Screen Resumes Yourself
Even when I’ve had the discussion with HR, sometimes they can’t
help us. Some resume-screening tools categorize resumes by acronym, not by what
the candidate has done. Or sometimes my HR person is a junior employee, someone
who hasn’t worked long enough to understand what I’m saying. Or sometimes
the HR staff is too busy to screen resumes in a timely fashion.
If that happens to you, then you can screen resumes yourself. Whenever I hire
for an open position, I always screen the resumes myself. I create three piles:
Yes, No, Maybe. I screen relatively loosely based on skill, and much more
tightly based on how the person has worked, keeping in mind those personal
qualities I want. I don’t mind phone-screening lots of people, because I can
learn more from a brief phone conversation than I can from a resume. I phone
screen the "Yes" resumes, respond via HR for the "No"
resumes, and after I’m done with the "Yes" resumes, I decide whether
to pursue the "Maybes."
Clarify Required Experience
One of the reasons many hiring managers and HR staff rely on tool
experience is that they don’t know how to define the requirements for the kind
of employee they want to hire. If you’re in this boat, don’t feel bad; you
have plenty of company! After all, there’s a huge difference between someone
who’s a whiz at testing GUIs and someone who tests embedded systems.

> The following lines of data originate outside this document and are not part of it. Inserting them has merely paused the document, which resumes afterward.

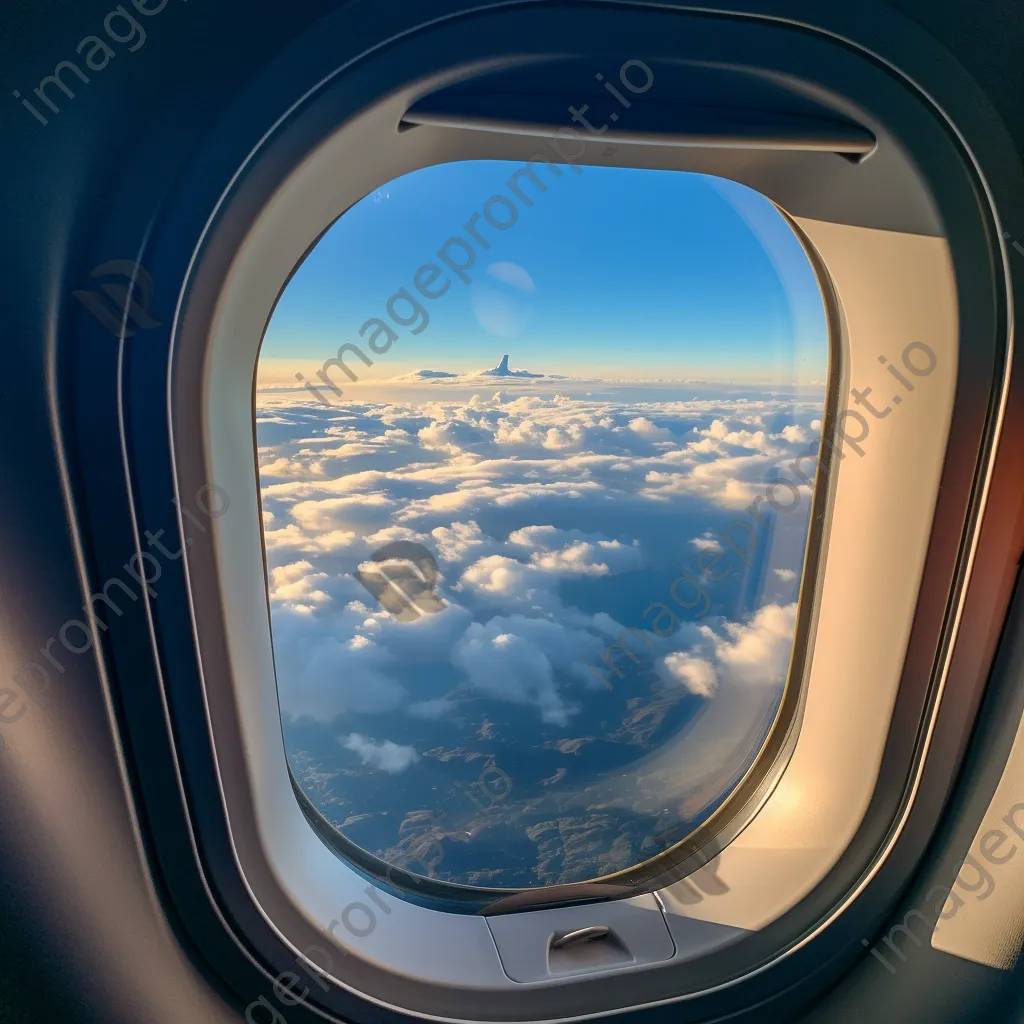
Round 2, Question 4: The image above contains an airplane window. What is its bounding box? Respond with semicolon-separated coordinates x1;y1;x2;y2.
256;160;835;891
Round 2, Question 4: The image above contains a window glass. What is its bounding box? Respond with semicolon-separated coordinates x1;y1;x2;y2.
256;161;829;888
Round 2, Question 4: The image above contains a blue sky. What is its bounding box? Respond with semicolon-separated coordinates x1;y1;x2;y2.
261;161;827;383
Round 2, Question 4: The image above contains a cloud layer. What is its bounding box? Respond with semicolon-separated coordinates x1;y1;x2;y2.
257;384;822;881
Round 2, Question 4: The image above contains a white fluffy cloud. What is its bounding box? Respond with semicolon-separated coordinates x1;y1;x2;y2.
338;732;420;775
258;382;821;729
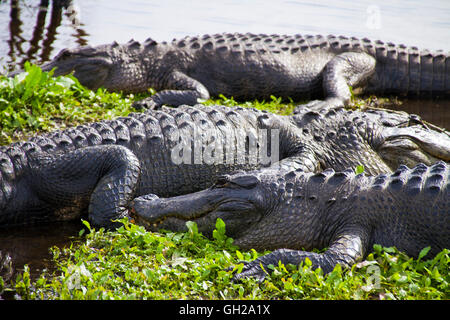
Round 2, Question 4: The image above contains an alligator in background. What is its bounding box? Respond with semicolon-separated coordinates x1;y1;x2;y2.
131;162;450;281
13;33;450;108
0;105;450;226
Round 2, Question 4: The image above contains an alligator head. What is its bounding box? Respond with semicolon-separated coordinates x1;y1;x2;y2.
131;173;278;248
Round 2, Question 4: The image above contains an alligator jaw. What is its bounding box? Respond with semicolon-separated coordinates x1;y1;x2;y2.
378;126;450;167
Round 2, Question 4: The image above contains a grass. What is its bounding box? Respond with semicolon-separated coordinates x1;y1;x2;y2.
0;65;450;299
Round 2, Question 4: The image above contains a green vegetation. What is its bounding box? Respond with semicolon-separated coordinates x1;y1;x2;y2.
0;65;450;299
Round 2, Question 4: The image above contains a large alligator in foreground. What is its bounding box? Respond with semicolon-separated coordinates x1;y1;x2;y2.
132;162;450;281
10;33;450;108
0;105;450;226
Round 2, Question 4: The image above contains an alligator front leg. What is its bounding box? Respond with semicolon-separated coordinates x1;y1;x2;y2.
233;234;365;282
27;145;140;227
294;52;376;113
133;71;209;109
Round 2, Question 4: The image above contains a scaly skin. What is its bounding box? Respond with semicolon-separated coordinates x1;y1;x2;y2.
132;162;450;281
0;105;450;226
13;33;450;108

Many hiring managers have never analyzed their open positions, to define the
requirements. However, you can define the skills and personal qualities you want
in a candidate relatively easily. Here’s a quick technique for analyzing the
job:
- Define the roles this person plays, and at what level you think the
interactions lie.
- Define the activities and deliverables of the job.

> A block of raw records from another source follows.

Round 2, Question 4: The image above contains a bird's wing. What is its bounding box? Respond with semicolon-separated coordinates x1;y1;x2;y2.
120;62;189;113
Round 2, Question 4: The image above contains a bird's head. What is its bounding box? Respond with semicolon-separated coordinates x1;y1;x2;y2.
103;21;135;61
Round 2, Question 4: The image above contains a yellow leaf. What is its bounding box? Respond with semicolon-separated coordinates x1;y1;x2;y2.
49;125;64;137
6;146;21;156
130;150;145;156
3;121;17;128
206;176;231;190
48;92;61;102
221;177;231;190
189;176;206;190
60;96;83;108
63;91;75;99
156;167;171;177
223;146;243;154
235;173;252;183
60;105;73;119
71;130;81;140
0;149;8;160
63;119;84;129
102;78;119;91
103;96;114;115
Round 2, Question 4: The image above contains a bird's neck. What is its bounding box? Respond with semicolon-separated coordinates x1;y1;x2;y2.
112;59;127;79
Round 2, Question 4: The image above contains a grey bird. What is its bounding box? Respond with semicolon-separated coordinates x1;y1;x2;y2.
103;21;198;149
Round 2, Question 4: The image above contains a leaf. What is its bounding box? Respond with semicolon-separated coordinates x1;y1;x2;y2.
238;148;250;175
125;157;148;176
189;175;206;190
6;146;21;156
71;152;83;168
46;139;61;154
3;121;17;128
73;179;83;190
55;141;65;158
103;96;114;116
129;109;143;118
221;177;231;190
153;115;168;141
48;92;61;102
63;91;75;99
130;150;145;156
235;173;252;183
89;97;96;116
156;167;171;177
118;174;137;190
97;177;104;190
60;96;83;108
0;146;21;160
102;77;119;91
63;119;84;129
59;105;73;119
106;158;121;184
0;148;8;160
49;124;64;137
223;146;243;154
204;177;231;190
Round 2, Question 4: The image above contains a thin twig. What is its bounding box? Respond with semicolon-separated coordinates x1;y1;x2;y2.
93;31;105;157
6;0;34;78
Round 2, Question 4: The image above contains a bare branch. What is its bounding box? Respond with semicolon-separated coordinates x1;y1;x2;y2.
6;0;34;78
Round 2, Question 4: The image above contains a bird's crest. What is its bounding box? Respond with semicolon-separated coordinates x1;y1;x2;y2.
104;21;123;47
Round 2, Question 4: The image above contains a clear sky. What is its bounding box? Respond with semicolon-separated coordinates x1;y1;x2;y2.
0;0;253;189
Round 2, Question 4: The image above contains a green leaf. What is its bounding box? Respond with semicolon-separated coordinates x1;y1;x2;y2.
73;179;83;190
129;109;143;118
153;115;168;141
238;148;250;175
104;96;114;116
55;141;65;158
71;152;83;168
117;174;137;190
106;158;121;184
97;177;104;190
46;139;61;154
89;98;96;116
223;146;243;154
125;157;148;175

- Take a look at your current staff, and identify the personal qualities
that make a person successful in your group. If you’d like some ideas
for this, review the list of talents in First, Break All the Rules,
by Buckingham and Coffman.
- Define anything that would prevent you from hiring a candidate. I’m not
talking about your preferences, I mean anything that would make the
candidate not fit into your organization at all. Examples are people who
can’t work overtime at release time; people who aren’t available to
travel and the job requires travel; classes of people your company doesn’t
hire, such as felons; or whatever is specific to your job.

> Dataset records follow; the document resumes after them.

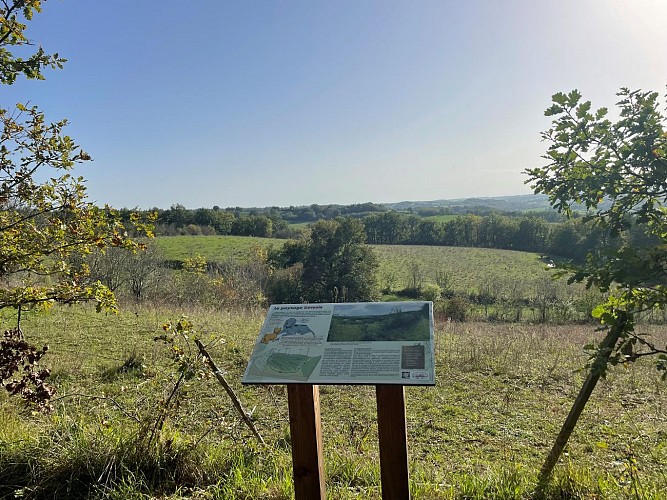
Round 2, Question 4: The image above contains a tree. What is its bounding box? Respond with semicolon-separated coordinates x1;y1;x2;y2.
0;0;150;406
526;88;667;482
269;217;378;302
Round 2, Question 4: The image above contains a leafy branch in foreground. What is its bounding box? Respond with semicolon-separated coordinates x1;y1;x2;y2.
0;0;151;408
526;88;667;483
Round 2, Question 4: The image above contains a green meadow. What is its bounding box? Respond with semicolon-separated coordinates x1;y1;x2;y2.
0;306;667;499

You’ll notice that education and toolsets are only a small part of this
analysis. If you absolutely require some specific minimum of education (because
your clients demand it) or tool experience, then add that. However, I’ve never
found specific tool experience worth hiring for.
So, here’s my plea: Make sure you’re looking at the whole person, not
just a tool. Pamela, and all the other Pamelas out there are ready, willing, and able to work. Let’s give them a chance to prove themselves in an interview.
Show this column to your company’s hiring manager(s), people in HR who scan
the resumes, and everyone else involved in hiring. Help your hiring managers and
recruiters look past the tools to the person.
Acknowledgement
I thank the following people for their helpful reviews of this article:
Esther Derby, Elisabeth Hendrickson, and Dwayne Phillips.